Almost all cancer therapy is personalized. By that I mean that every single cancer patient will have a doctor to run tests and diagnose a very specific type of cancer (what organ or system is affected, what type of tumor, what grade, what stage, etc.) and then a prognostic will be made (for example, if the patient is already very old, diabetic and has a heart condition, a stage II breast cancer is going to be treated differently than when a young healthy patient with no other health conditions is diagnosed with stage II breast cancer). A good doctor will determine what is the proper treatment course for that specific patient with that specific kind of cancer. That’s already “personalized cancer therapy”. This has been done for decades.
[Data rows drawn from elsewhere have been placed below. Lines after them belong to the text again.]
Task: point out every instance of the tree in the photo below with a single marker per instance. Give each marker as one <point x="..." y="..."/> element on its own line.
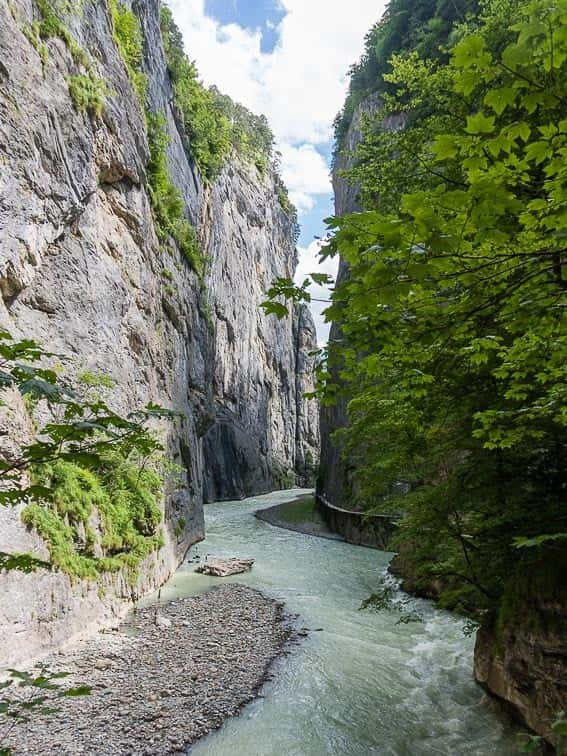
<point x="87" y="456"/>
<point x="454" y="354"/>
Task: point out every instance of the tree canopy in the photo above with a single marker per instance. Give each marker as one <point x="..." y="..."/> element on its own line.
<point x="453" y="352"/>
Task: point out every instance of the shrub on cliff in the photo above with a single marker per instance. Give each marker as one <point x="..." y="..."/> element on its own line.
<point x="89" y="478"/>
<point x="454" y="347"/>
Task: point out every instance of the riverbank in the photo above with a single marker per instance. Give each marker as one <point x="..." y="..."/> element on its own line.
<point x="299" y="515"/>
<point x="167" y="677"/>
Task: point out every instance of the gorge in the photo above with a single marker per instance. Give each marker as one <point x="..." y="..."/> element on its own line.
<point x="84" y="272"/>
<point x="162" y="380"/>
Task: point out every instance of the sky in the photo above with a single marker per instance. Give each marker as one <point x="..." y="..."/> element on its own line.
<point x="287" y="59"/>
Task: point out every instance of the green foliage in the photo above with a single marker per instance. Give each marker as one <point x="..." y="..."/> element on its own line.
<point x="166" y="199"/>
<point x="421" y="26"/>
<point x="534" y="743"/>
<point x="454" y="349"/>
<point x="215" y="125"/>
<point x="24" y="694"/>
<point x="52" y="24"/>
<point x="88" y="93"/>
<point x="95" y="484"/>
<point x="122" y="494"/>
<point x="206" y="125"/>
<point x="129" y="40"/>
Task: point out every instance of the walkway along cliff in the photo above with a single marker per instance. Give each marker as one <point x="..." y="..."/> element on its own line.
<point x="520" y="654"/>
<point x="85" y="270"/>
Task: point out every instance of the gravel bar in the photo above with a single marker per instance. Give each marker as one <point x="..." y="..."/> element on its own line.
<point x="166" y="678"/>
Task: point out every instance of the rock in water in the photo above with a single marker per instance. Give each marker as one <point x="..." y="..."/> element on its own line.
<point x="162" y="622"/>
<point x="226" y="567"/>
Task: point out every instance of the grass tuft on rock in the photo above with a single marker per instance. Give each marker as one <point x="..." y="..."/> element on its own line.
<point x="98" y="521"/>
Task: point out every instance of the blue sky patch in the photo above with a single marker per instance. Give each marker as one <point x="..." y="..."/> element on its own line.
<point x="250" y="14"/>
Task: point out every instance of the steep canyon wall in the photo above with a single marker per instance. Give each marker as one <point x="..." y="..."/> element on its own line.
<point x="83" y="272"/>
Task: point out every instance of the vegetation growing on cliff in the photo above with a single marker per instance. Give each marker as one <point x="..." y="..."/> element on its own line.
<point x="215" y="125"/>
<point x="128" y="38"/>
<point x="421" y="26"/>
<point x="454" y="348"/>
<point x="90" y="478"/>
<point x="167" y="201"/>
<point x="88" y="91"/>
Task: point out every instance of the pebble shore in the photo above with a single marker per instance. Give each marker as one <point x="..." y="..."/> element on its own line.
<point x="166" y="678"/>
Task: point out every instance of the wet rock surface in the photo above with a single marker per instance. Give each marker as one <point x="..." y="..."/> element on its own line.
<point x="83" y="272"/>
<point x="225" y="567"/>
<point x="171" y="674"/>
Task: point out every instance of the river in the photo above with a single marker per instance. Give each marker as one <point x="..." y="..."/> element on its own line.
<point x="363" y="684"/>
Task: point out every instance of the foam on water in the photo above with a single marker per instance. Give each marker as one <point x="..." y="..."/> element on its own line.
<point x="364" y="685"/>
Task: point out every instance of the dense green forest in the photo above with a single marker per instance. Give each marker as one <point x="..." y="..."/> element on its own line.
<point x="453" y="353"/>
<point x="423" y="26"/>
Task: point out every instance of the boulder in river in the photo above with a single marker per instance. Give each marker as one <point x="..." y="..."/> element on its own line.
<point x="225" y="567"/>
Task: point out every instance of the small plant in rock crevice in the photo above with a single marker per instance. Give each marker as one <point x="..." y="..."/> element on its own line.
<point x="24" y="694"/>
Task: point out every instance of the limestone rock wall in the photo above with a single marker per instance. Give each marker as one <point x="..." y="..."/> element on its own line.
<point x="334" y="482"/>
<point x="82" y="271"/>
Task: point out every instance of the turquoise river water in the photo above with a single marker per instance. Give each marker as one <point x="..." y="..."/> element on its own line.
<point x="363" y="684"/>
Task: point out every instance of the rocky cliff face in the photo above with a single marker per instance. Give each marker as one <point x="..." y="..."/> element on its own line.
<point x="83" y="272"/>
<point x="334" y="479"/>
<point x="523" y="659"/>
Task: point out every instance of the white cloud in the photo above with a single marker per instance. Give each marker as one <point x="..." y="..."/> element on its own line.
<point x="309" y="263"/>
<point x="305" y="173"/>
<point x="299" y="86"/>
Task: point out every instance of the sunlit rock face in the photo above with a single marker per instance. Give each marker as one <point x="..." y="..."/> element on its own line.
<point x="334" y="478"/>
<point x="83" y="272"/>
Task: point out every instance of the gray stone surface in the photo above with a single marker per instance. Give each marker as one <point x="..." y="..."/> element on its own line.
<point x="82" y="271"/>
<point x="166" y="679"/>
<point x="334" y="482"/>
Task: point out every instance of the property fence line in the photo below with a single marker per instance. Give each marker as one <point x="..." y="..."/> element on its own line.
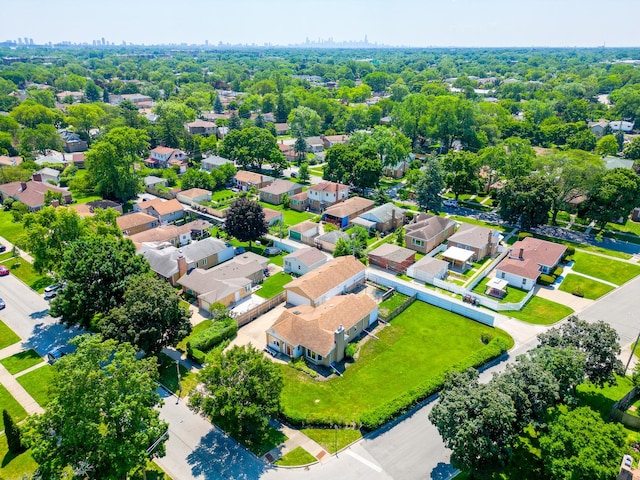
<point x="250" y="315"/>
Nowadays, new ways to personalize therapy are appearing. For example, targeted therapies are a kind of drugs that look for a specific “make up” that allows them to tell cancer cells apart from non-cancer cells. This is different from chemotherapy which is more broad (it targets fast replicating cells, which is not just cancer, but also cells from the GI track and hair, for example). When a patient has a specific type of cancer (let’s say breast cancer) the doctor might run additional tests to determine what sort of “make up” the tumor cells have (so what type of proteins are expressed on the surface of the cancer cells). Not everybody with breast cancer has the same proteins expressed on the surface of the cancer cells. So if we can determine what proteins are present, we can prescribe a specific targeted therapy that will attack those cancer cells and not any other cells. If you were to give the wrong targeted therapy to a specific patient, it wouldn’t do anything to their tumor, and the cancer would keep growing. So in this way, personalized therapy is becoming even more “personalized”. Not only is it specific to the type of cancer, it’s stage and grade, the health condition and age of the patient, it’s also becoming specific to the protein make up of the patient’s tumor. That’s great. This is becoming more and more common in the clinic.
Finally, the third way of using the buzzwords “personalized cancer therapy” is looking at “the future”. And that’s exciting, because there’s still a lot to do.
For example, still talking about breast cancer, there are about 100-200 different drugs on the market to treat breast cancer. If we have already decided that this specific patient was going to get drugs to reduce the size of the tumor, then surgery to remove what’s left of the tumor, then drugs again to get rid of the very last cancerous cells left, and that her cancer is HER-2 positive… well… that’s great, but there are still 10 different drugs on the market that the doctor could prescribe! Which one will they choose? Do they choose randomly?
The reality is that we don’t know which drug will work for this patient. Maybe only one out of the ten will work. Maybe a combination of three out of those 10 will work. Which three?!
That’s the puzzle that doctors still struggle with. They kinda pick “the drugs that usually work best, on average”. Or “the drug that has been on the market for the longest, because we’re used to that one and usually, it works ok”.
The dream would be to have a quick test that says “that’s it, that’s the drug !” or “that’s the drug combination” for this specific patient. Not just “we think that will work” and then it doesn’t. Just the right drug, 100% of the time. That would be great.
So that’s what researchers are working on.